If you like peanut butter as much as I do, you're going to love these recipes! I came by my peanut butter addiction honestly. There's always a jar of peanut butter mixed with honey on the counter at home. In my mind, peanut butter falls under the 'kids meal' category, but my heart knows better. Peanut butter is a food mildly tolerated by kids and only sometimes enjoyed. My peanut butter palate didn't fully mature until I was also enjoying other more adult foods. Maybe that's because there was nothing smooth about peanut butter when I was growing up. It was a challenge to spread it without tearing the bread—but no more!
Good peanut butter has a satisfying depth of flavor, and there are so many delicious pairings. Remember your first Reese Cup? Chocolate and peanut butter: a memory worth savoring. And how about jelly? I've experimented with some interesting flavors, but grape jelly continues to be my first choice. Many love the peanut butter/honey combination. I can't deny that it does have its own special appeal. If you're really hungry, with only time for a bite, nothing is more lasting or satisfying than a big bite of peanut butter.
I first published this recipe in 2007 as a healthy lunch box choice for kids as they were going back to school. When I saw the cover of Cooking Light this month sporting banana bread with peanut butter, I decided to dig this out of my recipe archives and compare. By combining the two recipes, I was able to add some yogurt, remove some butter, losing a little fat, and produce some pretty darn good cupcakes.

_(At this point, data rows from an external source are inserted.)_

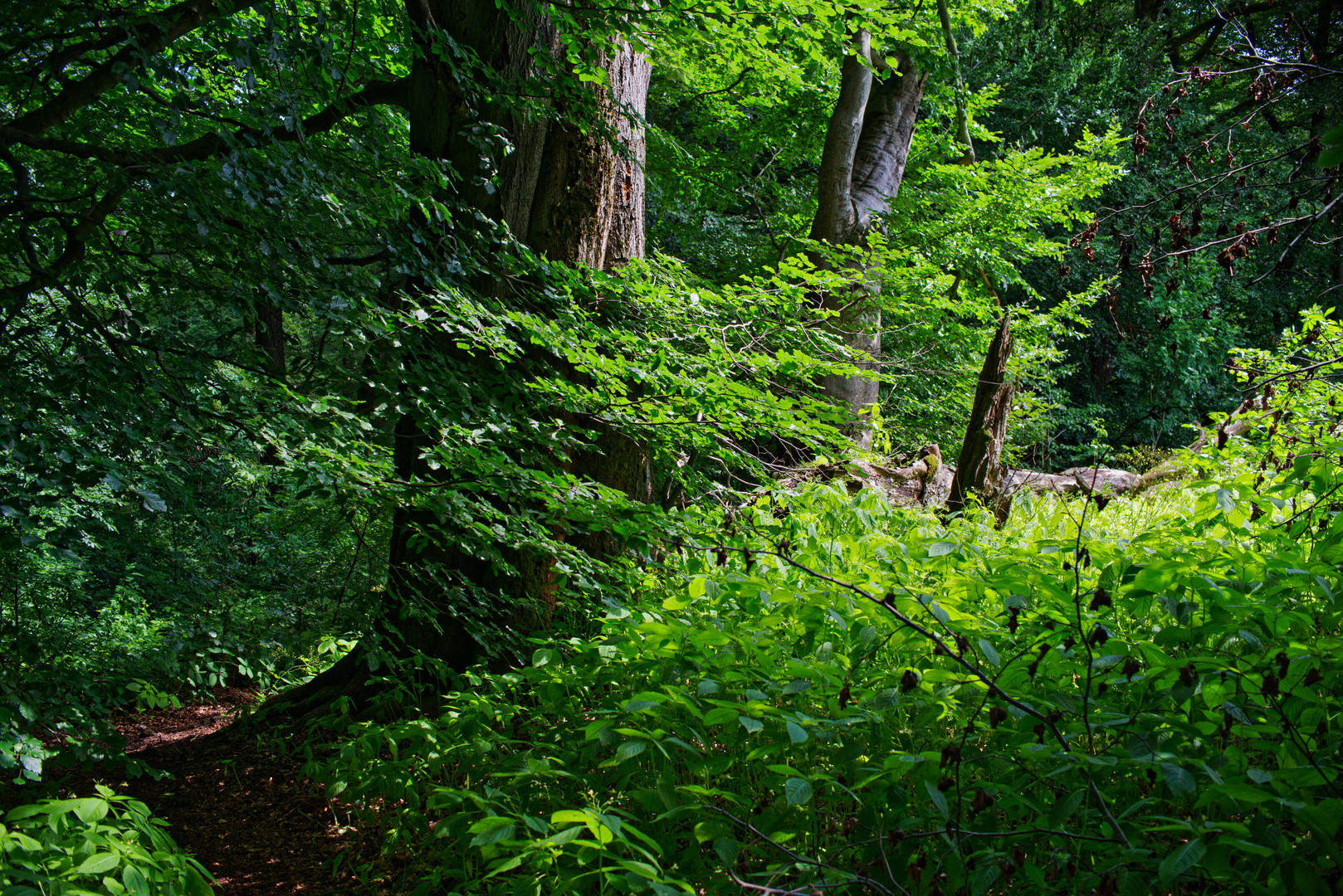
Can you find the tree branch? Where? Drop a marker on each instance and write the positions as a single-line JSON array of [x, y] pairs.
[[834, 208], [145, 41], [379, 93]]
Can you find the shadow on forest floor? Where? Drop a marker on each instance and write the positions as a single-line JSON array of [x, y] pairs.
[[239, 807]]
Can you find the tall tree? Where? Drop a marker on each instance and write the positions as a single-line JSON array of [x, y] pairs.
[[864, 160]]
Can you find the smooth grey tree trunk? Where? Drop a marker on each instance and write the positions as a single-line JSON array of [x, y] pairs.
[[861, 167], [979, 466], [569, 190]]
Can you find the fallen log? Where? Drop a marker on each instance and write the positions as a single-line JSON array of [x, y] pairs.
[[927, 481]]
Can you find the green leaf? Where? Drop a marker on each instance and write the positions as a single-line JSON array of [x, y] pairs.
[[728, 850], [1065, 807], [1330, 158], [90, 809], [1179, 861], [491, 830], [984, 878], [1178, 779], [939, 800], [990, 652], [797, 790], [98, 864], [629, 750], [636, 705]]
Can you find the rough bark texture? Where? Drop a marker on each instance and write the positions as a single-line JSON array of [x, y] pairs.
[[573, 193], [927, 481], [979, 466], [864, 162]]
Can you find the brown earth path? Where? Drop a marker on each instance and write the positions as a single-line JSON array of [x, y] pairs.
[[241, 807]]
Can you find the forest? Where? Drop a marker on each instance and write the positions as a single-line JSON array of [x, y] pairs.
[[499, 448]]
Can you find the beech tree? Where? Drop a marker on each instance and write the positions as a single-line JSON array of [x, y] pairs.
[[867, 147]]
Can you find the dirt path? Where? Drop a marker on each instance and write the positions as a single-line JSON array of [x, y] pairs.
[[241, 809]]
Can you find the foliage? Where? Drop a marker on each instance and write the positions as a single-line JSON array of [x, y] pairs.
[[1217, 234], [826, 691], [104, 845]]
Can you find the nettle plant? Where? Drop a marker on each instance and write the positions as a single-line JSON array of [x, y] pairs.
[[823, 691]]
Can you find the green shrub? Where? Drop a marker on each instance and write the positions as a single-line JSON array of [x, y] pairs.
[[102, 845], [1088, 700]]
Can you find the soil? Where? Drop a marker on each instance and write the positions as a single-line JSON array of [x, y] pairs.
[[242, 809]]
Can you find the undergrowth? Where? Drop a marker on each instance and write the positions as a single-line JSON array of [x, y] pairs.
[[823, 691]]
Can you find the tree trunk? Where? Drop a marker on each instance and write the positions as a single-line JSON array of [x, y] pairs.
[[979, 465], [864, 160], [571, 193]]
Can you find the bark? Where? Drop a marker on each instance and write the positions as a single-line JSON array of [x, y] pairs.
[[979, 466], [927, 481], [573, 191], [962, 124], [861, 167]]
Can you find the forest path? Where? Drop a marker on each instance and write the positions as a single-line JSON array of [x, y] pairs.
[[239, 807]]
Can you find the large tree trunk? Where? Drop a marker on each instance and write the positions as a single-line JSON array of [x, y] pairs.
[[571, 192], [864, 160], [979, 466]]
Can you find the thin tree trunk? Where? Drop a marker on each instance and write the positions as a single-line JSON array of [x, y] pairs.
[[573, 193], [861, 167], [979, 466]]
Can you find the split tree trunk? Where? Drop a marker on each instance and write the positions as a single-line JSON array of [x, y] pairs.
[[864, 160], [979, 466], [569, 192]]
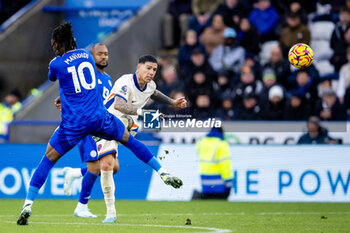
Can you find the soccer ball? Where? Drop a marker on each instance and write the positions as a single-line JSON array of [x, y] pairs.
[[301, 55]]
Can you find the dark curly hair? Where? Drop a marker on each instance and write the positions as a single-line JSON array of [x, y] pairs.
[[63, 36]]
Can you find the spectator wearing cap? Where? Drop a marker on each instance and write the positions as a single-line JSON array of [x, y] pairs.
[[280, 65], [229, 56], [329, 108], [248, 36], [185, 50], [213, 36], [274, 108], [247, 84], [294, 32], [315, 133], [265, 18], [249, 109], [232, 11], [297, 108]]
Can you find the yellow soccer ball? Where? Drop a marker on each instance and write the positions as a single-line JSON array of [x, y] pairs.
[[301, 55]]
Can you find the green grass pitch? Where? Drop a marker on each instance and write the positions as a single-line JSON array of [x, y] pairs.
[[190, 217]]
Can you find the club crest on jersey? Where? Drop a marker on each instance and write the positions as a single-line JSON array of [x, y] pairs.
[[151, 119], [124, 89]]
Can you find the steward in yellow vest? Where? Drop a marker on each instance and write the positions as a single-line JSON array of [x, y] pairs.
[[215, 165]]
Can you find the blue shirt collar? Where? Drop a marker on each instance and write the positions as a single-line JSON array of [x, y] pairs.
[[137, 84]]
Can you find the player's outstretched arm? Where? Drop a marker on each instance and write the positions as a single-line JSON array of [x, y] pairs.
[[58, 103], [121, 105], [160, 97]]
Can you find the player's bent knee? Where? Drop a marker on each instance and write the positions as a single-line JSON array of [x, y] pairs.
[[107, 162], [116, 166], [93, 167], [52, 154]]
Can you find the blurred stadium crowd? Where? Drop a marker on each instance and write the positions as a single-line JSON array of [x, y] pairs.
[[230, 59]]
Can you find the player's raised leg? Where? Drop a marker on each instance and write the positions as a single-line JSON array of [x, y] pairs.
[[87, 184], [144, 154], [115, 128], [38, 179], [109, 165], [70, 174]]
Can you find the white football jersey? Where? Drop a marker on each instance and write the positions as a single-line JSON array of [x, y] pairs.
[[128, 88]]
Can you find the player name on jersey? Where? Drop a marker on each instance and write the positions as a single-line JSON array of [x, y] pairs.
[[75, 56]]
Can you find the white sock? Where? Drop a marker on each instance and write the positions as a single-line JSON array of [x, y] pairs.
[[76, 172], [28, 202], [108, 189], [81, 205], [161, 170]]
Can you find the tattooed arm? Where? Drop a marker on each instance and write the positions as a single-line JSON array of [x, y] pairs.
[[121, 105], [160, 97]]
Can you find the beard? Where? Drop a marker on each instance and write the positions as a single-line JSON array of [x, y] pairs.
[[102, 66]]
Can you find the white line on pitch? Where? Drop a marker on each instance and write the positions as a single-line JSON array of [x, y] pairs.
[[209, 229], [194, 214]]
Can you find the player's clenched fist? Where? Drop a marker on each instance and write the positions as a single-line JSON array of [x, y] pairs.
[[58, 103]]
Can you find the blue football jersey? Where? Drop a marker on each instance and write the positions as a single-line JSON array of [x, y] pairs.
[[78, 87]]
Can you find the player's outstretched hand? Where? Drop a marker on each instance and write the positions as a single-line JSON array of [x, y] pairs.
[[171, 180], [58, 103], [180, 103]]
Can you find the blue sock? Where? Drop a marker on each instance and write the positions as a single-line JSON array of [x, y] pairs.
[[87, 185], [142, 152], [39, 177], [153, 162], [83, 170]]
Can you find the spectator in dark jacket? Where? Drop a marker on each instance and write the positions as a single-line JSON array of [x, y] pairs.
[[265, 19], [294, 32], [339, 55], [297, 108], [250, 108], [305, 83], [232, 11], [247, 84], [226, 111], [201, 94], [229, 56], [185, 51], [329, 108], [269, 80], [169, 80], [338, 33], [274, 108], [248, 36], [200, 63], [315, 133]]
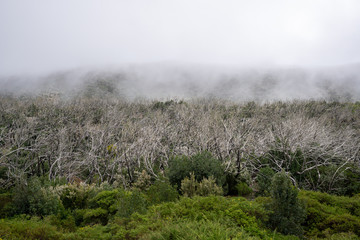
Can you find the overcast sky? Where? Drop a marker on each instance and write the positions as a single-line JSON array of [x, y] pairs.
[[38, 36]]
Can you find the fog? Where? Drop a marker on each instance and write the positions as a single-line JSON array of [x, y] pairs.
[[242, 50]]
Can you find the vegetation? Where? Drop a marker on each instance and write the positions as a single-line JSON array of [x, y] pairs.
[[110, 169]]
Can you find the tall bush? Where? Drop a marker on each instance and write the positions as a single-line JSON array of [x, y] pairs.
[[288, 211]]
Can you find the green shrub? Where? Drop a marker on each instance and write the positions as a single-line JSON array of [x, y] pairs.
[[243, 189], [131, 202], [208, 187], [329, 214], [263, 179], [288, 211], [33, 229]]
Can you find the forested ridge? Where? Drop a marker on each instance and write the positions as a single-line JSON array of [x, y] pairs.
[[107, 167]]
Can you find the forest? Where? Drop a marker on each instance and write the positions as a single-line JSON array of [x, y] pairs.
[[91, 167]]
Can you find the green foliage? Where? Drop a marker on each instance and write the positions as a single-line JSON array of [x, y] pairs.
[[22, 229], [104, 205], [205, 230], [202, 218], [209, 187], [264, 181], [131, 202], [202, 165], [161, 191], [288, 211], [328, 214], [243, 189]]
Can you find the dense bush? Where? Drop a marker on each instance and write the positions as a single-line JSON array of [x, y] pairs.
[[328, 214], [263, 179], [288, 211], [243, 189]]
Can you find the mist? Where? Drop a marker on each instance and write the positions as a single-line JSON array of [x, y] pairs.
[[237, 50]]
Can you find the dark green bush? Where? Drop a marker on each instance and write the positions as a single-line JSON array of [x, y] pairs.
[[288, 211], [243, 189], [329, 214], [263, 180], [131, 202]]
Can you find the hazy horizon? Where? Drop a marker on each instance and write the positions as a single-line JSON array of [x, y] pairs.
[[41, 36]]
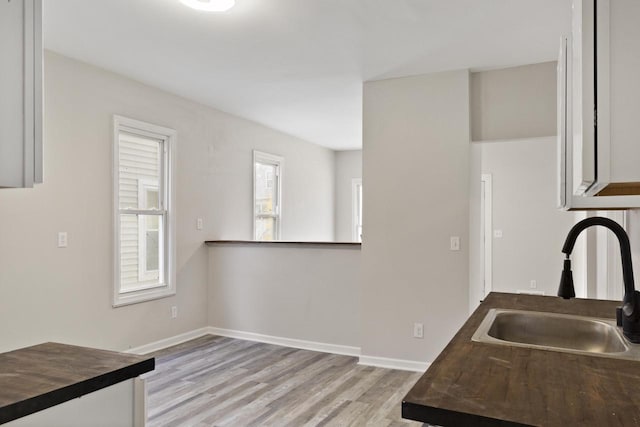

Truthfully, they're more like muffins, and don't need the frosting, but don't tell the kids.
The second recipe is a homemade health bar with lots of protein, fiber, and antioxidants, but if you don't tell, no one will know they're eating something that's really good for them.
So, take a little time and make healthy treats for the goblins this year.
Banana Cupcakes with PB & J
One and one-half to one and three-fourths cups mashed, very ripe bananas
Tip: if your bananas aren't very soft, cut them up and microwave for one minute on high. If you have a 'muddler' it's a good tool to use to mash your bananas.
2 large eggs
One-fourth cup vanilla yogurt
One-fourth cup creamy peanut butter
2 T canola oil
3 T melted butter
One-half cup white sugar
One-half cup (packed) dark brown sugar
1 tsp. Cinnamon
1 tsp. Salt
One and one-half teaspoon baking soda
One and one-half cup plain flour
Filling:
One-fourth cup creamy peanut butter
One-fourth cup grape jelly
Preheat oven to 350°.
Mix bananas, eggs, yogurt peanut butter canola oil and melted butter until well blended. Add white and brown sugar and mix to thoroughly combine.
Stir the flour, baking soda, salt and cinnamon together, and then mix it into banana mixture.
Swirl peanut butter and jelly together gently, without thoroughly combining.
Put cupcake liners into muffin tins.
Fill each liner about two-thirds full. When batter settles into liner, add a heaping teaspoon of the peanut butter/jelly mixture. Then cover with a little more batter, smoothing with the back of a spoon.
Bake for 25 minutes. Remove and cool completely before frosting.
Frosting
4 oz. cream cheese, room temperature
1 T butter, room temperature
1 heaping T grape jelly
One and one-half cup confectioners' sugar
Cream cheese, butter and jelly. Add confectioners' sugar a little at a time until all incorporated.
Store in refrigerator.
One cup honey
One-half cup white sugar
One-half cup brown sugar
One and one-half cups smooth peanut butter
1 (15oz.) box of your favorite granola-like cereal (shouldn't be sweet)
1 cup chopped pecans
1 cup dried cherries
One and one-half cups 60% chocolate cacao chips
Preheat oven to 325°.
Heat honey, and both sugars in a large sauce pan over medium heat. Bring to a boil, stirring.
Remove from heat, add peanut butter, and stir until completely combined. Immediately add cereal, pecans and dried cherries and stir to combine.
Pour into parchment lined 9 x 13 inch pan, and spread evenly.
Place in oven just for a minute to let chocolate melt. Remove and smooth chocolate over top with an offset spatula.
Set aside and cool completely.
When cool, slice into bars and store in zip lock bags.
This recipe sounds FABULOUS! I can't wait to make them. PEANUT BUTTER, the glue that keeps us all together!!!!!